Diego Luis de San Vitores, SJ (November 12, 1627 – April 2, 1672) was a Spanish Jesuit missionary who founded the first Catholic church on the island of Guam. He is responsible for establishing the Christian presence in the Mariana Islands. He is a controversial figure today due to his role in starting the Spanish–Chamorro Wars.

Early life
A son of a nobleman, he was baptized Diego Jerónimo de San Vitores y Alonso de Maluendo. He was born on November 12, 1627, in the city of Burgos, Spain to Don Jerónimo de San Vitores and Doña María Alonso Maluenda. His parents attempted to persuade him to pursue a military career, but San Vitores instead chose to pursue his religious interests. In 1640, he entered the Jesuit novitiate and was ordained a priest in 1651. San Vitores was granted his request for a mission in the Philippines.
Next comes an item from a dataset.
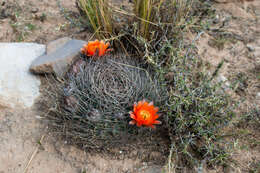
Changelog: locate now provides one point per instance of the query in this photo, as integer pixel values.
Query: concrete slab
(17, 84)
In 1662, San Vitores stopped in Guam on the way to the Philippines and vowed to return. Three years later, through his close ties to the royal court, he persuaded King Philip IV of Spain and Queen Mariana of Austria to order a mission in Guam be established.

Mission to Guam
In 1668, San Vitores set sail from Acapulco to Guam. San Vitores called the Chamorro archipelago "Islas Marianas" (Mariana Islands) in honor of the Queen Regent of Spain, Maria Ana of Austria, and the Blessed Virgin Mary. The missionary landed on Guam in the village of Hagåtña and was greeted by Chief Kepuha. Kepuha's family donated land to establish the first Catholic mission on Guam. On February 2, 1669, San Vitores established the first Catholic Church in Hagåtña and dedicated it to "the sweet name of Mary," "Dulce Nombre de Maria."

According to former journalist and Guampedia editor Tanya Champaco Mendiola: "The Chamorros initially welcomed San Vitores and the other Catholic missionaries, and hundreds were readily converted. The nobles of the community may have believed this would elevate their social status while other village chiefs desired priests for their own village, probably as symbols of status. Some islanders apparently also received the sacrament of baptism more than once for the gifts of beads and clothing they were given. This enthusiasm for Catholicism did not last long, however, as several factors quickly came into play, including the conflicts it created in the hierarchal caste system of the Chamorros. The church preached that once baptized, people were equal in the eyes of God. The missionary’s dogmatic zeal was also not well received as the Jesuits shunned long-standing traditional beliefs and practices in trying to assimilate the Chamorros in Christian doctrine. This included the rejection of the Chamorros long-standing veneration of ancestors. As part of the religious practices of Chamorro culture, people had the skulls of deceased family members placed in baskets in places of honor in their homes. The Chamorros believed that this allowed their deceased to have a place to stay and often sought the guidance of their ancestors and favors from them in their daily endeavors. The missionaries told the Chamorros that their ancestors (including parents and grandparents) were burning in hell because they had not been baptized as Christians."

The destruction of venerated ancestral skulls is often cited as a grave and insensitive offense by the missionaries against the indigenous Chamorro people.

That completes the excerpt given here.